Il dato che interessa di più, naturalmente, è il ritorno allo sport. Qui bisogna essere onesti: non tutti i pazienti avevano una data documentata in cartella, e questo è un limite importante dello studio. Però, nei casi in cui il dato era disponibile, il ritorno all’attività sportiva è avvenuto con un tempo mediano di 21 giorni. [1] Non vuol dire che “tre settimane valgano per tutti”, ma è un numero concreto, utile quando si cerca di dare un orizzonte realistico alle famiglie.
Secondo me, la parte più interessante del lavoro non è nemmeno questa. È il fatto che il ritorno allo sport risultava significativamente più lento nei pazienti con lesioni concomitanti. [1] Ed è un risultato molto plausibile anche dal punto di vista clinico. Spesso il vero problema non è la distorsione acromion-claveare isolata, ma il contesto traumatico in cui si inserisce: contusione più importante, dolore residuo diffuso, rigidità, meccanismo ad alta energia, oppure altre lesioni della cintura scapolare che rendono il recupero meno lineare.

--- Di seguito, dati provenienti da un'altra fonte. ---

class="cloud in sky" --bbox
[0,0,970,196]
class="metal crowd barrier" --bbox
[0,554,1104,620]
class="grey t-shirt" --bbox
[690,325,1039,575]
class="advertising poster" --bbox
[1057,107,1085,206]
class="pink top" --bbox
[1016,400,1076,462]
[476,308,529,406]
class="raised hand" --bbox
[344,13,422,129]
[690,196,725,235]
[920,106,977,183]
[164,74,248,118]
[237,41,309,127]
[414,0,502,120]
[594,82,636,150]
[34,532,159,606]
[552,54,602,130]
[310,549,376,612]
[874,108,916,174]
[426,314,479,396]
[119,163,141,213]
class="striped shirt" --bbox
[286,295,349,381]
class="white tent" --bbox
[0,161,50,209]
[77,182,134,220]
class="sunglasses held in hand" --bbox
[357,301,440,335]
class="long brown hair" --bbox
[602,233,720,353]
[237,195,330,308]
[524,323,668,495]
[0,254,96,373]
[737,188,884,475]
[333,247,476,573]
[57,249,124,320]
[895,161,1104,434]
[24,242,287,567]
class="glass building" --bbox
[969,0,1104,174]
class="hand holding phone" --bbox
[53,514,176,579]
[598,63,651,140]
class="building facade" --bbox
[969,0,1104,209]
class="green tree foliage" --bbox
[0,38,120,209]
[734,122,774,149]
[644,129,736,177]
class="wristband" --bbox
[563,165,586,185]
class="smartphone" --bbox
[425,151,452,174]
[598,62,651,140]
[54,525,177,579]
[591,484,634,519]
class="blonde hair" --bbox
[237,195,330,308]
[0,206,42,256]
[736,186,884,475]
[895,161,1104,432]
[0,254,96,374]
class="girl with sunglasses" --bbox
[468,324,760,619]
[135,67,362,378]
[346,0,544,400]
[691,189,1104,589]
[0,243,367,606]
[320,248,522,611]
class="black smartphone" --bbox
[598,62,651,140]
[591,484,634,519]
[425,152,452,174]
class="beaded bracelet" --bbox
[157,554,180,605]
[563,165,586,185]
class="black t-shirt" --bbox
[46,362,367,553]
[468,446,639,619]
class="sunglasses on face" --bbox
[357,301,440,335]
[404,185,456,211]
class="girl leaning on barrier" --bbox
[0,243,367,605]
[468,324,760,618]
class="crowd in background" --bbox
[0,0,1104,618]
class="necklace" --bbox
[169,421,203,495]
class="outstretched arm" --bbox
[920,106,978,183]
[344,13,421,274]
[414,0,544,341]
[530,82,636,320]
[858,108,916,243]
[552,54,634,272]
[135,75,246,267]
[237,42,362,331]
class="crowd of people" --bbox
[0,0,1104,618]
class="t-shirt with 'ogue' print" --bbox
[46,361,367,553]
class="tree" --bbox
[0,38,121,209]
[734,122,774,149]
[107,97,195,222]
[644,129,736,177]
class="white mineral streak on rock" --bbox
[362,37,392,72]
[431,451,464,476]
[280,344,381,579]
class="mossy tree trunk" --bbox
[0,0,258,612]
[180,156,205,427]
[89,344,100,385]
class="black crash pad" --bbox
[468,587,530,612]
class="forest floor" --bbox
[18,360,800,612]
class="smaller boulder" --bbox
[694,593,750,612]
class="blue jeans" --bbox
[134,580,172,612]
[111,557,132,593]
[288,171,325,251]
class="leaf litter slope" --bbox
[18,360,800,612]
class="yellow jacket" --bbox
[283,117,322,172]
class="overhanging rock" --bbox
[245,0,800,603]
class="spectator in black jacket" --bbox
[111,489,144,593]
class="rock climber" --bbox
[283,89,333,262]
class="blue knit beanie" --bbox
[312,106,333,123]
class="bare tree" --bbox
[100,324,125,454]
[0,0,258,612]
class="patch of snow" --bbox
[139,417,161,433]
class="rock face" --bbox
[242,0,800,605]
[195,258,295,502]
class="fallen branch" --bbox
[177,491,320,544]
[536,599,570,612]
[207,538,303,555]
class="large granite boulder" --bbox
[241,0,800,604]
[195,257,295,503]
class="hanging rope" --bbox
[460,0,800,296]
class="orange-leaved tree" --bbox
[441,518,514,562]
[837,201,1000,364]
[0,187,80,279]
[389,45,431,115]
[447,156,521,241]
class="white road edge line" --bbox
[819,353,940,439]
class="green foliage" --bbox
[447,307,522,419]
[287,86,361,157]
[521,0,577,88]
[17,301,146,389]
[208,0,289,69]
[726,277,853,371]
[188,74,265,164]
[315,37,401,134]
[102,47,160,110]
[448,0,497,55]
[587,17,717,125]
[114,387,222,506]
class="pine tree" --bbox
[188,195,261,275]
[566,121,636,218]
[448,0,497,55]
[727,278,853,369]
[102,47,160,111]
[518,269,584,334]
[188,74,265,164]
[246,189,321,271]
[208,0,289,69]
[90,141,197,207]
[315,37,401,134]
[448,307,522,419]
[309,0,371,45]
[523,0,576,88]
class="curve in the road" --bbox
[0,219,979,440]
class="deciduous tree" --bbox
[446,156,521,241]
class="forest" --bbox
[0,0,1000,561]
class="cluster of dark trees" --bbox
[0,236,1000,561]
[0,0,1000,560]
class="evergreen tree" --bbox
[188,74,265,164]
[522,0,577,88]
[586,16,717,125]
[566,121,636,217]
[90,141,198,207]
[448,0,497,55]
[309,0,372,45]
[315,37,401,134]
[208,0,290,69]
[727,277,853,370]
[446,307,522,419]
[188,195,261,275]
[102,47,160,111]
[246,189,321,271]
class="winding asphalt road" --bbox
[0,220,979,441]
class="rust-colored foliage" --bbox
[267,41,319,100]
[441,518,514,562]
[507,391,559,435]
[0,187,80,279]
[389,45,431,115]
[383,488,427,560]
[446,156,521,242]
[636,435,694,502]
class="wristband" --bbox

In ambulatorio capita spesso un caso tipico: ragazzo di 13 o 14 anni, trauma diretto sulla spalla durante football, rugby o calcio, dolore sulla parte alta della spalla, radiografie senza segni eclatanti, ma dolore ben localizzato all’articolazione acromion-claveare. La famiglia teme una lesione “seria”, il ragazzo vuole sapere quando rientra, e il rischio è scivolare in due direzioni sbagliate: “non è niente, torna appena vuoi” oppure “stai fermo molto a lungo perché la spalla è delicata”. Questo studio ci aiuta a stare nel mezzo giusto: nella maggior parte delle lesioni di basso grado il decorso è favorevole, ma il tempo di recupero non va improvvisato e dipende anche dall’eventuale presenza di lesioni associate. [1]
Naturalmente i limiti vanno detti bene. Si tratta di uno studio retrospettivo, senza gruppo comparatore e con documentazione incompleta sul ritorno allo sport. Inoltre, i risultati valgono soprattutto per lesioni di basso grado: estenderli ai quadri più severi sarebbe scorretto. [1] Però, proprio perché non cerca di dimostrare troppo, il lavoro ha una sua utilità pratica: aiuta a rendere più solido il counselling iniziale.
Se dovessi sintetizzare il messaggio in modo molto semplice, direi questo: nelle lesioni acromion-claveari minori dell’atleta pediatrico il trattamento conservativo non è una scelta di ripiego, ma il trattamento naturale, e nella maggior parte dei casi porta a un ritorno allo sport relativamente rapido. Il punto non è decidere se operare. Il punto è riconoscere bene il basso grado, individuare eventuali lesioni concomitanti e impostare un recupero credibile, senza allarmismi ma anche senza fretta inutile. [1]
Per chi lavora con bambini e adolescenti sportivi, è esattamente il tipo di informazione che serve: non una teoria astratta, ma una stima realistica da portare in visita, dove le aspettative contano quasi quanto la diagnosi.
Disclaimer
Questo contenuto è informativo e non sostituisce una valutazione clinica individuale.
Riferimenti
[1] Reed JM, Epner E, Hymel AM, Dale KM, LeClere LE. Nonoperative Treatment of Low-grade AC Joint Injuries in Pediatric Athletes. Journal of Pediatric Orthopaedics. 2026 Mar 2. Online ahead of print. DOI: 10.1097/BPO.0000000000003256. PMID: 41770030.